Pas question par contre de lâcher les emplacements de choix au Luxembourg. (Pour Valora, le K-Kiosk de la Gare de Luxembourg est le point de vente avec le plus grand chiffre d’affaires, Suisse, Allemagne et Autriche confondues.) Pour la directrice de Valora, Myriam Filali, le marché « n’est absolument pas saturé ». Elle évoque de « grosses ambitions d’expansion », dont un autre K-Kiosk en face de la gare dans les nouvelles galeries Kons, à Belval et à l’aéroport du Findel. La directrice de ce qui reste de Valora Luxembourg, tient à rassurer : la presse resterait le produit phare des kiosques et « il n’est pas question de la diminuer de manière significative ». Or, en même temps, elle évoque une réorientation vers des « produits avec davantage de marge » (lisez : coffee to go, snacks et energy drinks) La moitié des entrées provient de la vente de cigarettes. Même si les marges sont assez basses (autour de six pour cent), le segment continue de faire un tabac. « Depuis les neuf ans que je suis là, il n’a jamais cessé de progresser », dit Filali. En une décade, le pourcentage de fumeurs quotidiens a chuté de 27 à 16 pour cent, mais tant que la différence de prix avec les pays voisins reste assez élevée, les ventes se porteront bien.

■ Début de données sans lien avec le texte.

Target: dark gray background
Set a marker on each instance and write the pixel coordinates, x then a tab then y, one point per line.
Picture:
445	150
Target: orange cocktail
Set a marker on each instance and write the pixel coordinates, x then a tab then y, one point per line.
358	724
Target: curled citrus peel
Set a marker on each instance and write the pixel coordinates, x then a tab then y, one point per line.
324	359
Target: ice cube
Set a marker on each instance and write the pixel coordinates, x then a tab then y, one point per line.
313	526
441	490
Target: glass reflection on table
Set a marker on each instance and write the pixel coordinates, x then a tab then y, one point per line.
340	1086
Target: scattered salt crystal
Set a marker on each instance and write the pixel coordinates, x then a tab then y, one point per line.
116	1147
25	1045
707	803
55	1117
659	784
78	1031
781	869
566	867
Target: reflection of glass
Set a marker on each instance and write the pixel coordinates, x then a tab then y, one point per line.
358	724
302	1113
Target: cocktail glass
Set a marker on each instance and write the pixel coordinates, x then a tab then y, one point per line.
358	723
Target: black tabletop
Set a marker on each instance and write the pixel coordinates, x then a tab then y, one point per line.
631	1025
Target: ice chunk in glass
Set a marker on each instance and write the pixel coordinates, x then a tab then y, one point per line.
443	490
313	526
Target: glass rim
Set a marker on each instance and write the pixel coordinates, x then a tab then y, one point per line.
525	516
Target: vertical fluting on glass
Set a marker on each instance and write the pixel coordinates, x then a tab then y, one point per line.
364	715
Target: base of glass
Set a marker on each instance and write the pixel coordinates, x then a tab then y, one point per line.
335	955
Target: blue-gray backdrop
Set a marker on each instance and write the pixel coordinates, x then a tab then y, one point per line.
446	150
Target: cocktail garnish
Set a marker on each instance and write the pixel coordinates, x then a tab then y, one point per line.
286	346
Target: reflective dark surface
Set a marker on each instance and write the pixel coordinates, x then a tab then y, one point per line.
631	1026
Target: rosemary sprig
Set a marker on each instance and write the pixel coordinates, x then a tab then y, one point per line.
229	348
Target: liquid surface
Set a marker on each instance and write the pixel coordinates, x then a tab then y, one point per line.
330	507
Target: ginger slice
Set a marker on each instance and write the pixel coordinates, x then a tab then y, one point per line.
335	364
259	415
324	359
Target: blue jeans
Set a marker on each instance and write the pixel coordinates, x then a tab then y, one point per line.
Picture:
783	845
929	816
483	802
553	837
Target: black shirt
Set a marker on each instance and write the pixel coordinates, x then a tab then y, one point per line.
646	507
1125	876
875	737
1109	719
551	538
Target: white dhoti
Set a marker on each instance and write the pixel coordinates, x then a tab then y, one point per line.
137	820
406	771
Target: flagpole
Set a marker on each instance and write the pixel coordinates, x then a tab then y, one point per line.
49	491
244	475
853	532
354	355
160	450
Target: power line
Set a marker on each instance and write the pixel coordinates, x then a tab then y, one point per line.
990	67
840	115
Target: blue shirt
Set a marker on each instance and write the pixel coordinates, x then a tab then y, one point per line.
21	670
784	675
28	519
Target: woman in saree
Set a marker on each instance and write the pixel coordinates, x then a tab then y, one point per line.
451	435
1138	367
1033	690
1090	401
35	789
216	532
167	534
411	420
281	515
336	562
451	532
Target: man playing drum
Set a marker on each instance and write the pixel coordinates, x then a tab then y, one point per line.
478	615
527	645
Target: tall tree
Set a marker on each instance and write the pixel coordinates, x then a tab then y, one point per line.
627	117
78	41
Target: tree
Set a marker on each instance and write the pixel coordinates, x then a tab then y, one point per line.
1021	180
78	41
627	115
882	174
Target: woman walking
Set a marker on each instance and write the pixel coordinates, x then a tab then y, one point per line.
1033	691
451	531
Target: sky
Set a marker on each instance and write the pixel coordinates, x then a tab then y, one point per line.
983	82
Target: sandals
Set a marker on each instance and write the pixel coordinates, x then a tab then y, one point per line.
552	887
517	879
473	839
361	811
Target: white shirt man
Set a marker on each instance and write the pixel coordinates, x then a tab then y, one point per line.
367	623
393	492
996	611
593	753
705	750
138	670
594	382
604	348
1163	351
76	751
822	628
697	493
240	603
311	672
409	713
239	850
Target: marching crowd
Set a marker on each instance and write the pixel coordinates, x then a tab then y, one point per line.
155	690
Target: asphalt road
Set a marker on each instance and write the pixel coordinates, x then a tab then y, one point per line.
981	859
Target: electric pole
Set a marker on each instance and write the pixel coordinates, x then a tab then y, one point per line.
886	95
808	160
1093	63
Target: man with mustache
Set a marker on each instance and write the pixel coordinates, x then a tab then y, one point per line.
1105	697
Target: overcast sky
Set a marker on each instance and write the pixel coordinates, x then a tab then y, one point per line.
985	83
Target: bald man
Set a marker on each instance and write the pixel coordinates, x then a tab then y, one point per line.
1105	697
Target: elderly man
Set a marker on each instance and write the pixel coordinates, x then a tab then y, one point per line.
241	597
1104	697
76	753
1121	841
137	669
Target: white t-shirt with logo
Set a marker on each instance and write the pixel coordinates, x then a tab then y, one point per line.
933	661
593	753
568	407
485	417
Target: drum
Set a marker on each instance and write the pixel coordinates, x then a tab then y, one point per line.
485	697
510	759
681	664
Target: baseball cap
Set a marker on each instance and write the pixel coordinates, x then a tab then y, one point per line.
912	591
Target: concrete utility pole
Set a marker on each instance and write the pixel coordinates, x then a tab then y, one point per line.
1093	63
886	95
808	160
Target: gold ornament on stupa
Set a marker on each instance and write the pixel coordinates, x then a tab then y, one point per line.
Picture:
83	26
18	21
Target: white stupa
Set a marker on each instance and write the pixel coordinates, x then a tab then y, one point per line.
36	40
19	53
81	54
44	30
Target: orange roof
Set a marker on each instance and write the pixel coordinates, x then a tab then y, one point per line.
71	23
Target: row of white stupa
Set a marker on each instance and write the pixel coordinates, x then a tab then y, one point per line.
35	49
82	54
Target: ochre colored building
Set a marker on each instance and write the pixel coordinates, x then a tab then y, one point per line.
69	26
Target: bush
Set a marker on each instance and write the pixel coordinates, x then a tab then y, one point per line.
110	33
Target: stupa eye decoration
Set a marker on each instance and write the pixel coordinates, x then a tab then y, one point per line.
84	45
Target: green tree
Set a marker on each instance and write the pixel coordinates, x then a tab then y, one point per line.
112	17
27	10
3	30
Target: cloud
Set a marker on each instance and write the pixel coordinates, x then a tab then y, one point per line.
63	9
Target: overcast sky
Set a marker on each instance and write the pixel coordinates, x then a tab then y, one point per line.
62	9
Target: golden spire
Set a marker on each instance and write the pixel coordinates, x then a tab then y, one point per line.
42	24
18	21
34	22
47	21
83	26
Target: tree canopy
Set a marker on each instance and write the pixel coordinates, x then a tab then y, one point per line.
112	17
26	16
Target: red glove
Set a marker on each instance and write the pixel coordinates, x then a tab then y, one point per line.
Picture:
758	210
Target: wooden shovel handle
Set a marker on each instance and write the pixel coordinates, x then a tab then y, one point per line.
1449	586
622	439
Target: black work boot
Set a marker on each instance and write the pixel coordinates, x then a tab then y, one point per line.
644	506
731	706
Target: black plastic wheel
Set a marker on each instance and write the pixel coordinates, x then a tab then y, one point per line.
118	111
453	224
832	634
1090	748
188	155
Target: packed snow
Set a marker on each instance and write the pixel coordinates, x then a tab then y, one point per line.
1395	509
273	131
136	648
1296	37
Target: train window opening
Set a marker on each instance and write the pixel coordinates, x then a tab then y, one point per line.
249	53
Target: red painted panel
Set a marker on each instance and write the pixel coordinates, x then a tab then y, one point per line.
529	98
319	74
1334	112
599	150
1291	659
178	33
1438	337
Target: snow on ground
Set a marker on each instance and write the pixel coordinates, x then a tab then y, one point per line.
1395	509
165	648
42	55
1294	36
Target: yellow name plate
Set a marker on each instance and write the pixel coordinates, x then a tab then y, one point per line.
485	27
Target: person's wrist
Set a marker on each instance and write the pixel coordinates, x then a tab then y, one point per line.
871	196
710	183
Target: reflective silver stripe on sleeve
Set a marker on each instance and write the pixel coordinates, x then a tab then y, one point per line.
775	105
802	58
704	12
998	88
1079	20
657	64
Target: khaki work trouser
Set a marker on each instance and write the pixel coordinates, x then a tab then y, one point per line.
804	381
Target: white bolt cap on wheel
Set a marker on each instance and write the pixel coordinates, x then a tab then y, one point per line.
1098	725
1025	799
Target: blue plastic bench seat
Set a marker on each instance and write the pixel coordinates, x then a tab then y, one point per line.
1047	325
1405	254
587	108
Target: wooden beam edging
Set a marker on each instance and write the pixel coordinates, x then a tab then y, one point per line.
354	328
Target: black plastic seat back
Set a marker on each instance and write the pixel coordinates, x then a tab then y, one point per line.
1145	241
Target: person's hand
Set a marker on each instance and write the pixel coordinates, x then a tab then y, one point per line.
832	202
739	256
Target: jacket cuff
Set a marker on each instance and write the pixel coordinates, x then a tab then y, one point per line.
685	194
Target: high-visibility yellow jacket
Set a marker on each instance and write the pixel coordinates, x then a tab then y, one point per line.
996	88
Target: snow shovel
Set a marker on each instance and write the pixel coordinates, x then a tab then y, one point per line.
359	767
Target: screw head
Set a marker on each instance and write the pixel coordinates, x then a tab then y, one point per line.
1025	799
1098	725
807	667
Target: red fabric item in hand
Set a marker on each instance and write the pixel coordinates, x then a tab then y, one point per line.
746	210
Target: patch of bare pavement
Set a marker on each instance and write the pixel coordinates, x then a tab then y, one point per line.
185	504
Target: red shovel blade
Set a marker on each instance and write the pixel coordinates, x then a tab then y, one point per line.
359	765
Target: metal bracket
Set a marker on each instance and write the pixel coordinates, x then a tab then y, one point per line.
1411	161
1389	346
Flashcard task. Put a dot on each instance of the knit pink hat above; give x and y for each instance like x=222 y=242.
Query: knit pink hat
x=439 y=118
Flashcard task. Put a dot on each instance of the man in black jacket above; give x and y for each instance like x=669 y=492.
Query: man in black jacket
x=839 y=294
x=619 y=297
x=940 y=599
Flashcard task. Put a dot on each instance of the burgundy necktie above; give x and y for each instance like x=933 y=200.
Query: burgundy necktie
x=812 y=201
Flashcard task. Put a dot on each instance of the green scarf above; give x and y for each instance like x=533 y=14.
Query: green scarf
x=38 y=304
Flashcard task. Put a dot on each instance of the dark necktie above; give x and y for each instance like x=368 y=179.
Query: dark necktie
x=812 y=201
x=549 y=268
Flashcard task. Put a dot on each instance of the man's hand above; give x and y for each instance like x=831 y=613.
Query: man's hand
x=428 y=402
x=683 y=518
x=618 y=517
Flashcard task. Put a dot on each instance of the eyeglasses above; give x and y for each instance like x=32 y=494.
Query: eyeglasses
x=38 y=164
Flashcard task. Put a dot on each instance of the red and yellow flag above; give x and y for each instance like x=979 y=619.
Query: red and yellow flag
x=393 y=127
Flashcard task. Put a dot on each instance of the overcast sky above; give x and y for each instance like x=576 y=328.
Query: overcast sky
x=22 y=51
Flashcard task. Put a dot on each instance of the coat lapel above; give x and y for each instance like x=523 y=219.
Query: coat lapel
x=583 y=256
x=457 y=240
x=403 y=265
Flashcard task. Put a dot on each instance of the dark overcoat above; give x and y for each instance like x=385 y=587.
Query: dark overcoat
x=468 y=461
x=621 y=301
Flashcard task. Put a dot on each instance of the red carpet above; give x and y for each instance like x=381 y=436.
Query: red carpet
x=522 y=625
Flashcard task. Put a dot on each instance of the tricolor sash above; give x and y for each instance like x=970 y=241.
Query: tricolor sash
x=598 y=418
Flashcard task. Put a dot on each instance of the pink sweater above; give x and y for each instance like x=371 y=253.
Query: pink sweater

Christian Schock est un rescapé de plusieurs purges de la direction zurichoise de Valora (« j’étais le dernier de la vieille clique »). Grâce à son réseau dans le petit monde des grossistes européens de la presse, il aura également survécu à la reprise des activités logistiques par le groupe allemand PVG, dont il connaissait le PDG Thomas Kirschner qui gère le groupe à partir de Francfort. Pour rassurer le public et créer la fiction de la continuité historique, la nouvelle entité a été baptisée MPK (même si, financièrement, elle n’a aucun lien avec les Messageries Paul Kraus d’antan). Pour PVG, la seule stratégie de survie était celle de la consolidation : sur un marché qui se rétrécit, croître est un impératif. De reprise en reprise, PVG a recueilli les décombres des petits monopolistes régionaux à bout de souffle et les a intégrés dans son groupe. À Christian Schock de trouver de nouveaux créneaux dans le domaine de la logistique. Il évoque les services de distribution liés au commerce électronique, qui le mettraient en concurrence avec les services postaux. « Les kiosques auxquels nous livrons les journaux pourraient faire office de points de chute pour venir chercher son paquet. »
Le 22 août 1992 : il se rappelle la date exacte de son arrivée. Face à la folie meurtrière du Sentier lumineux (« c’était comme en Afghanistan »), il abandonne son job dans la publicité et quitte la Bolivie. Dans son kiosque rue Beck, tout est calibré au centimètre près. Le magasin tient dans un mouchoir de poche, douze mètres carrés « pour un loyer correct ». Dès qu’un habitué pousse la porte, Pedro Guillén Vidal, toujours souriant, a repêché la bonne marque de cigarettes, sorti le bon titre de journal. Il connaît les goûts de ses clients par cœur. « Un exercice mental, dit-il, pour ne pas m’endormir ».